Well, it looks pretty, for about half an hour, before you become bored of the same background. I don’t think the makers realised that the original Tron only looked the way it did because of technological limitations. Erm, the music provided by Daft Punk is excellent (see Sharpie’s review of the soundtrack). The special effects are obviously very accomplished but don’t really serve any purpose, the same goes with the 3D visuals.. er, yeah. Cillian Murphy is in it for about seven seconds. That’s it, I’m spent.

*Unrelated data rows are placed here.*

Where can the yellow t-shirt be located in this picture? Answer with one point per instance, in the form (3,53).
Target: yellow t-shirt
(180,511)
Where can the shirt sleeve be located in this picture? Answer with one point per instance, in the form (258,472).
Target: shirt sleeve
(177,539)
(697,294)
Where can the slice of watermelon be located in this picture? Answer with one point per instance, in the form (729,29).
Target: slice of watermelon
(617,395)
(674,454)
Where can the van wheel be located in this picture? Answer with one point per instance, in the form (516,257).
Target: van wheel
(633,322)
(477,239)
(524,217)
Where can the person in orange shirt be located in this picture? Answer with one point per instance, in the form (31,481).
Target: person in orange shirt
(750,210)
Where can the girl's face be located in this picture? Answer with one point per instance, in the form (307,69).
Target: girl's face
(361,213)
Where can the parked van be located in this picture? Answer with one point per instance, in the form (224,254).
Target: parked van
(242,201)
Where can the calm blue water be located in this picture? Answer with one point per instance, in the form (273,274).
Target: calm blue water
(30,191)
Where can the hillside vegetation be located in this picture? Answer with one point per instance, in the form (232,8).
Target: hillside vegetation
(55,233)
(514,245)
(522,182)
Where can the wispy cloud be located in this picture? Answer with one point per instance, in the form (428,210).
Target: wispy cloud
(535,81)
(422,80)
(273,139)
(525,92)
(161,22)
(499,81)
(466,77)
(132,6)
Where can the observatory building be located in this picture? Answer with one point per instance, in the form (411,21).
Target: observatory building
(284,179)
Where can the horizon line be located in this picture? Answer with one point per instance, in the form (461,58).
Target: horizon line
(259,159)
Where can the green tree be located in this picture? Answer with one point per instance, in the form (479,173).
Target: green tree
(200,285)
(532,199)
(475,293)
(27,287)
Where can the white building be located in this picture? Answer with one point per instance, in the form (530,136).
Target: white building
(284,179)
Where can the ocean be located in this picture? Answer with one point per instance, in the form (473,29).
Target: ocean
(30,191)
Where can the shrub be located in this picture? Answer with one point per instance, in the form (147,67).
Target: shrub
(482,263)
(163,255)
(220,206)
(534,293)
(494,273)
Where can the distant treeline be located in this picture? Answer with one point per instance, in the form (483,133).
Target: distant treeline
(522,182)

But fuck it, just because I didn’t like it doesn’t make it a bad film. It is produced by Disney after all (oh Christ, I forgot to mention the product placement, hats off to Coors beer and the Apple Ipad, amongst others) and it is meant for kids. It’s a fun movie and full of action and the like and one probably shouldn’t put too much thought into the plot, I certainly never did when I saw the original. Youth is for the young, and I think I’m best off left muttering in my hovel, watching my miserable wintery films about death and doom, on a very small black and white TV screen, on VHS, in 2D.